Quoting such commentators as Daniel Gordis, Natan Sharansky, Caroline Glick, and Dennis Prager, Levy goes on to suggest that the forces of Islamism and Western European anti-Semitism are growing in strength, for a variety of reasons, and now perhaps more than ever, Jews have to practice arevut.  With so many external enemies, Israel and Diaspora Jews must do whatever they can to improve their relations with other Jews, so as not to have both internal and external enemies.   Levy recommends a variety of common sense approaches for healing oneself of hatred and repairing relationships with fellow Jews.

The author recalls that Theodor Herzl, the founder of Zionism, believed that once Jews had a state of their own, anti-Semitism would disappear from the face of the earth.   This has been proven untrue.   Hatred of Jews is today often expressed as hatred of Israel.

Levy seems to believe that once Jews stop hating each other,  they will be able to somehow defeat anti-Semitism, perhaps by providing the world with a new paradigm for human behavior.  There is no basis for this belief in logic, only in faith, but it is nevertheless inspirational.

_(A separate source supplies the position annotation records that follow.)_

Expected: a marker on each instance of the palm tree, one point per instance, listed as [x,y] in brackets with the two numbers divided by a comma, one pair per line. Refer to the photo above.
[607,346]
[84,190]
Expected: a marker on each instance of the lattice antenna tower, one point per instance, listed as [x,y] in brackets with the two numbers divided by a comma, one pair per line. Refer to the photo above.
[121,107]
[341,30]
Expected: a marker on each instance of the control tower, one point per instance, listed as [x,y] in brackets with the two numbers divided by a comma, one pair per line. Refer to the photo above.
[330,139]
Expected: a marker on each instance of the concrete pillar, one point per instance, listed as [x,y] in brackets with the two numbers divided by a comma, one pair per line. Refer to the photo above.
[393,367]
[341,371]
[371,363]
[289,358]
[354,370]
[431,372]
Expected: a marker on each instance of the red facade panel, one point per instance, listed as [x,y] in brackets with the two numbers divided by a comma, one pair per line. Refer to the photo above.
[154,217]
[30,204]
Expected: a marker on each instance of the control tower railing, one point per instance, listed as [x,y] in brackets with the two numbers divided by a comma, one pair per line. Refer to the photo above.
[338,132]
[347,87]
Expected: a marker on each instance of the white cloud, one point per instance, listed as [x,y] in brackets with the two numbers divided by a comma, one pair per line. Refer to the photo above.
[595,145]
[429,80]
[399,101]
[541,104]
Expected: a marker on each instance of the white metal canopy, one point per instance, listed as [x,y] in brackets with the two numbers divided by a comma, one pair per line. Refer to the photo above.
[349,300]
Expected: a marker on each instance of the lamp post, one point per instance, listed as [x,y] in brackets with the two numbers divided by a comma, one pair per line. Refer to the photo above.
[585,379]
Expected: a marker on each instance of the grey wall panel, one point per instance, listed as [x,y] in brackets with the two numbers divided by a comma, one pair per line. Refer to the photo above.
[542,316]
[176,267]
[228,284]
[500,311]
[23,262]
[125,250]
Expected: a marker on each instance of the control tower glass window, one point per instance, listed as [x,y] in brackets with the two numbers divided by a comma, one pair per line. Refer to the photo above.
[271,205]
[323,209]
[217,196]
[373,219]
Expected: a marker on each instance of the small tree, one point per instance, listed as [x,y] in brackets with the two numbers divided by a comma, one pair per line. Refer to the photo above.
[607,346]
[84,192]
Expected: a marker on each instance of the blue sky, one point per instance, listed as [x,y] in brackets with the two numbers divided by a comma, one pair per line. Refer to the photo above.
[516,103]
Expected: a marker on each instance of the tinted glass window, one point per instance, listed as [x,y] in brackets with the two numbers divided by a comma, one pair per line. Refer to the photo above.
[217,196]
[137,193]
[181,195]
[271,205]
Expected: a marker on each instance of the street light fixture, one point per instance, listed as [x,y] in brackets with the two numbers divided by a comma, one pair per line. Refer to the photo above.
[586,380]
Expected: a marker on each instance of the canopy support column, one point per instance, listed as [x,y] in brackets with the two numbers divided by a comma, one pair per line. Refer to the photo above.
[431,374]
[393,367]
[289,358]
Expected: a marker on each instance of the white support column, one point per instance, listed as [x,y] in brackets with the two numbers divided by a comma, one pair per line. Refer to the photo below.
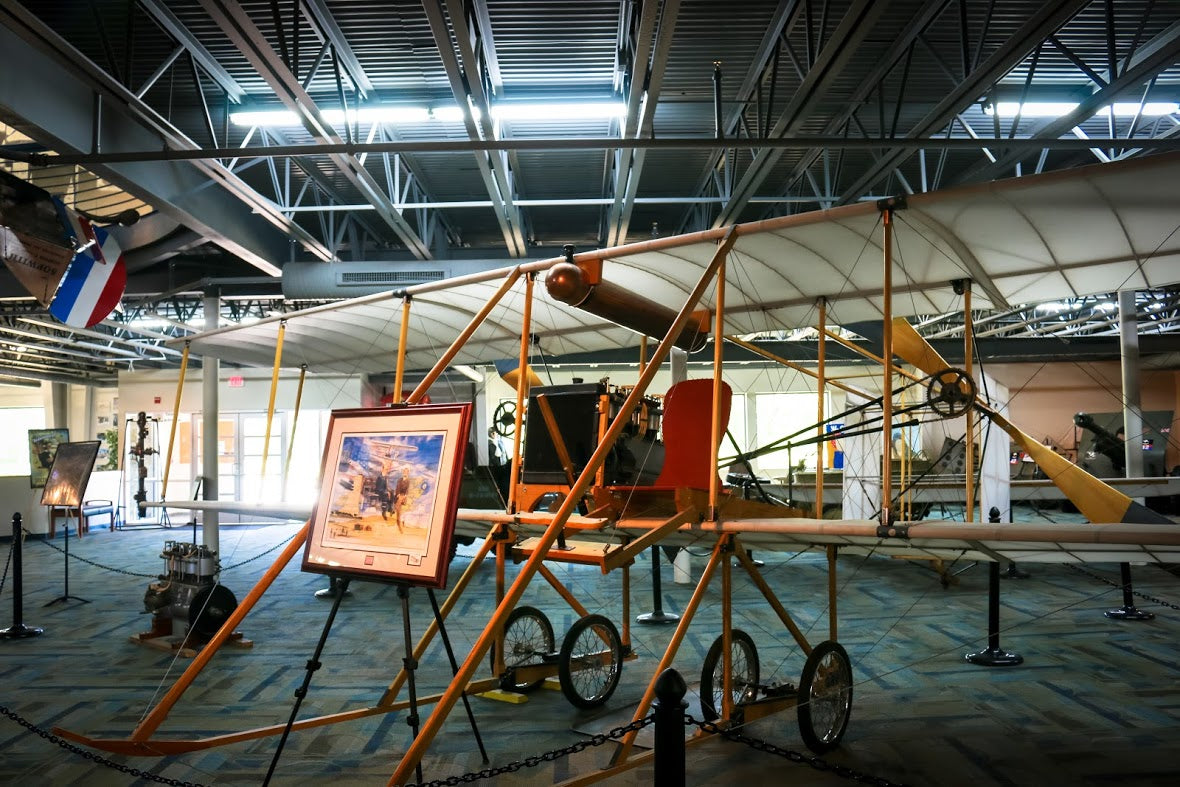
[995,469]
[861,466]
[210,369]
[1132,415]
[681,568]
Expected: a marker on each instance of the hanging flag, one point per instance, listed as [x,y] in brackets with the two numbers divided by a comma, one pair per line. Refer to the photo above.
[97,275]
[33,242]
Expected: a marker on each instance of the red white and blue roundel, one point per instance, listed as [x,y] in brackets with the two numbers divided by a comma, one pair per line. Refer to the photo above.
[97,275]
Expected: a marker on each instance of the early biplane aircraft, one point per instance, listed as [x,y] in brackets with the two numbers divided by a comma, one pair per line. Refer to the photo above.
[1081,231]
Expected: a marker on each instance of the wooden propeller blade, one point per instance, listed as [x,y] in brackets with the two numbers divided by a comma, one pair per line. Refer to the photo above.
[1095,500]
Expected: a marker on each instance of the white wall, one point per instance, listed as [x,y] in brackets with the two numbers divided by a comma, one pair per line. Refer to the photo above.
[155,392]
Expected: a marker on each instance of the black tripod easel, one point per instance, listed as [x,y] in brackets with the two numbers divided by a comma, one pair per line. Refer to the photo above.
[65,596]
[340,587]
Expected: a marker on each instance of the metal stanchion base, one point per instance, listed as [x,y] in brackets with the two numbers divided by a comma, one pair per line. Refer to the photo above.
[1013,572]
[66,598]
[333,589]
[20,631]
[1128,614]
[995,657]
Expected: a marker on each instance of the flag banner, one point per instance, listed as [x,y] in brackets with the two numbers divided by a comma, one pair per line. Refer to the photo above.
[96,279]
[33,241]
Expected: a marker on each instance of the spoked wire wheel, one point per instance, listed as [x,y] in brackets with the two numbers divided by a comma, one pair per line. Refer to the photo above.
[825,696]
[528,640]
[590,661]
[742,675]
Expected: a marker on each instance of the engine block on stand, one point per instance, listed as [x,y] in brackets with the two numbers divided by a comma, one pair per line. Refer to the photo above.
[187,599]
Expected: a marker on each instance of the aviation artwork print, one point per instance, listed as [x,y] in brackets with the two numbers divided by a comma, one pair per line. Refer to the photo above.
[388,493]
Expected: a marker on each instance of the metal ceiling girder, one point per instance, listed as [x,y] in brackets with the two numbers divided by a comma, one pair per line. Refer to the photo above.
[313,174]
[176,28]
[197,51]
[1044,21]
[246,35]
[1159,53]
[319,13]
[57,109]
[856,25]
[629,162]
[909,37]
[465,86]
[781,24]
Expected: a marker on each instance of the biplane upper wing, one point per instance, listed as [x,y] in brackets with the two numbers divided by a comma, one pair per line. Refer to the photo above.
[1064,234]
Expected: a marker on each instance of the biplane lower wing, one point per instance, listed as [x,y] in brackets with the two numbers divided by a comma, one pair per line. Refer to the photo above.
[1040,543]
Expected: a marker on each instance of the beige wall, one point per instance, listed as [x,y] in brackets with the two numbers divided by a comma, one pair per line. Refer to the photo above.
[1044,397]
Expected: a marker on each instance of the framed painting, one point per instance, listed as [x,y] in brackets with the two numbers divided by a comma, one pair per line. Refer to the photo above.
[43,447]
[70,473]
[389,493]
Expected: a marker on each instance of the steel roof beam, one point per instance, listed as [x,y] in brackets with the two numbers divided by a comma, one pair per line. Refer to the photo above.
[461,73]
[1044,21]
[647,79]
[246,35]
[318,12]
[1149,59]
[854,27]
[176,28]
[57,110]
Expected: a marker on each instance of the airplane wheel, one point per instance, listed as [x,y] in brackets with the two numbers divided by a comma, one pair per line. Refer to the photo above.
[825,696]
[742,677]
[590,661]
[950,393]
[528,640]
[210,608]
[504,419]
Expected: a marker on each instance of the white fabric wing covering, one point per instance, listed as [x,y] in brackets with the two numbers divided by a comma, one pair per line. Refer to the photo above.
[1081,231]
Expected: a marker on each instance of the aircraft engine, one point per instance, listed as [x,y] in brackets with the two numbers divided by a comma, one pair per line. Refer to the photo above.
[188,596]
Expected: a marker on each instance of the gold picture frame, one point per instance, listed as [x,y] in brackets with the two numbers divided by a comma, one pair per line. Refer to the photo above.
[388,493]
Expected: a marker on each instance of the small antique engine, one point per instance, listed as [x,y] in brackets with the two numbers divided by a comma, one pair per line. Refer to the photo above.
[188,596]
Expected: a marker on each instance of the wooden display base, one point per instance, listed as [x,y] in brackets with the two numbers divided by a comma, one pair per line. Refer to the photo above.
[170,644]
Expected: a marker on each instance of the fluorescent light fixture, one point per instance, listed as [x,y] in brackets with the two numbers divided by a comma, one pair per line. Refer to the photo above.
[1060,109]
[445,113]
[557,112]
[281,118]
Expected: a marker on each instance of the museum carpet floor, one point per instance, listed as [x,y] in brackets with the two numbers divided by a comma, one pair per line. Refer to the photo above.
[1095,701]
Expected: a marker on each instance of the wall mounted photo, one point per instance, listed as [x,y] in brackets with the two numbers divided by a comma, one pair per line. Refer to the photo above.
[43,447]
[388,493]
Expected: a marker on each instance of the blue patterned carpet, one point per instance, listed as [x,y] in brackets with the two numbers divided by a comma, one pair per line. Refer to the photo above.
[1095,702]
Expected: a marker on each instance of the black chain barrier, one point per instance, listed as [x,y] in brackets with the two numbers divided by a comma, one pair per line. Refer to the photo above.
[1122,587]
[12,548]
[600,739]
[537,759]
[153,576]
[815,762]
[90,755]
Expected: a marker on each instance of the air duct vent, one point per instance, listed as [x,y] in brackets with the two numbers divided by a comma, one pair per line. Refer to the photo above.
[354,279]
[388,277]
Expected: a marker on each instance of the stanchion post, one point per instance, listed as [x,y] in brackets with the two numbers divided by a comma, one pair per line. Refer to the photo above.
[994,655]
[18,630]
[669,736]
[656,615]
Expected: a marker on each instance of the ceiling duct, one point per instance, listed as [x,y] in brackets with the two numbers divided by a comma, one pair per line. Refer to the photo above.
[330,280]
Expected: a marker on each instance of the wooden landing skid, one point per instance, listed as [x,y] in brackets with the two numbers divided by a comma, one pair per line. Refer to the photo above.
[178,646]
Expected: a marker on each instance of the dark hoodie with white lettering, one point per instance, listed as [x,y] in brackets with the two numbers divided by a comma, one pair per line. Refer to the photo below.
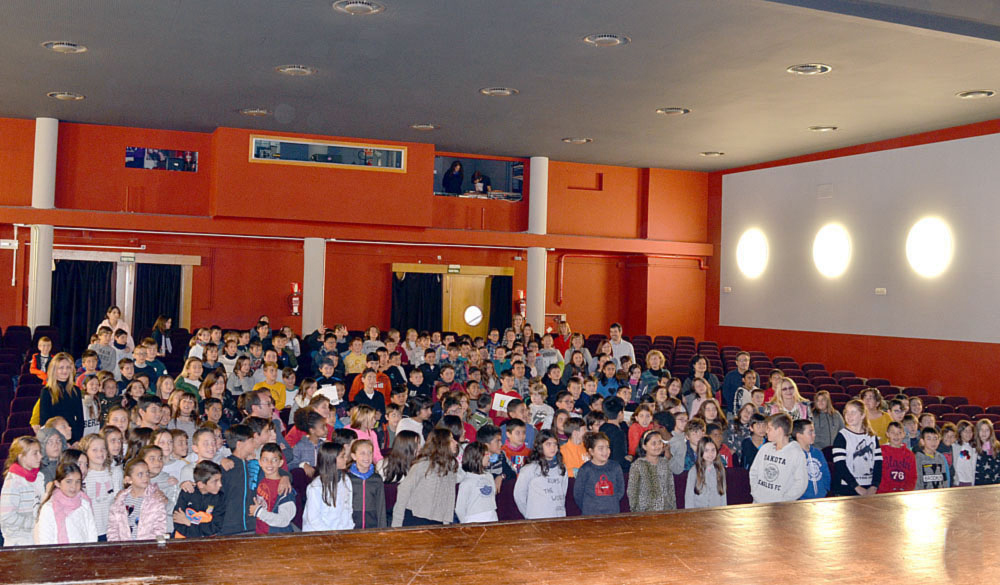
[778,476]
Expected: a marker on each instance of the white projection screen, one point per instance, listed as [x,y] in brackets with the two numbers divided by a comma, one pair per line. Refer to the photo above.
[877,197]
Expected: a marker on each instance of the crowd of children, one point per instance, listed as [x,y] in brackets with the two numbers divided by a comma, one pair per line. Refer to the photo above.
[123,451]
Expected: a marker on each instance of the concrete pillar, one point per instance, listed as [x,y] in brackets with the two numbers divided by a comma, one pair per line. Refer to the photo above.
[43,196]
[43,180]
[40,276]
[538,219]
[538,195]
[313,284]
[537,261]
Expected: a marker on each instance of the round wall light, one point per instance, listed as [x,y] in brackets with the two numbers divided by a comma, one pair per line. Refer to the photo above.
[832,250]
[751,253]
[929,247]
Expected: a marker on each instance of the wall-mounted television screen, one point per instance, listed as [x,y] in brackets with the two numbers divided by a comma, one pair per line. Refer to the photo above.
[483,178]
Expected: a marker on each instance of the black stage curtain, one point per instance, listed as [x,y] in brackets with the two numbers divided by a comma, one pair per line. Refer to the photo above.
[157,292]
[416,302]
[501,300]
[81,294]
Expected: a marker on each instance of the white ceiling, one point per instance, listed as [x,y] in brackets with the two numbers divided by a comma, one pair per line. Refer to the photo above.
[189,65]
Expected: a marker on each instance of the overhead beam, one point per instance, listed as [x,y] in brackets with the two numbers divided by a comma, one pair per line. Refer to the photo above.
[959,17]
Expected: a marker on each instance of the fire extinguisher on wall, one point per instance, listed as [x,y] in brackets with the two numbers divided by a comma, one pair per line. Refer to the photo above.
[521,305]
[295,299]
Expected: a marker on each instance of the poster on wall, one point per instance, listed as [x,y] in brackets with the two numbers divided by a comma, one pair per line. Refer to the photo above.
[138,157]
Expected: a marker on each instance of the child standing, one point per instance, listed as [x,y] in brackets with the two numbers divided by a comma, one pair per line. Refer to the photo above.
[540,490]
[364,418]
[573,452]
[65,516]
[201,512]
[987,454]
[706,481]
[273,511]
[427,493]
[932,469]
[184,412]
[778,473]
[857,456]
[964,455]
[23,488]
[650,482]
[367,487]
[642,421]
[515,449]
[899,467]
[600,483]
[104,480]
[139,510]
[817,471]
[476,500]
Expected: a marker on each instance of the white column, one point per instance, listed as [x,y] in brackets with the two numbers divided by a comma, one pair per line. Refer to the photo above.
[43,196]
[538,218]
[43,180]
[40,276]
[313,284]
[537,258]
[538,195]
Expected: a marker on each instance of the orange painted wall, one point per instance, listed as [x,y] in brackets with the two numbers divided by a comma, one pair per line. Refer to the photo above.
[595,293]
[359,277]
[245,189]
[16,154]
[91,171]
[678,205]
[595,200]
[479,214]
[944,367]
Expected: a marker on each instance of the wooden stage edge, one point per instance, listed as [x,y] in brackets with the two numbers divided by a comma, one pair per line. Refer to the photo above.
[939,536]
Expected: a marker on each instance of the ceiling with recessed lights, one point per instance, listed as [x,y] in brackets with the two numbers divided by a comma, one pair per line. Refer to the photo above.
[195,65]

Baseless Hatred is a thought-provoking, helpful book from which everyone could draw benefit — particularly if they read it before reciting the Al Heits during the High Holidays.   But it leaves one very important question unaddressed.   If we should substitute reason and good will for emotion in dealing with fellow Jews, should we not do likewise in our relations with all of humanity?

Is this concept of arevut only to be practiced within the Jewish tent?  I think otherwise.   Call me Pollyannish, but I believe that we should try to extend good will to all, whether they worship as we do or not.  If they be true enemies, they will surely reveal themselves as such.  But if they are not enemies, for all of our sakes, let’s not imagine them to be so.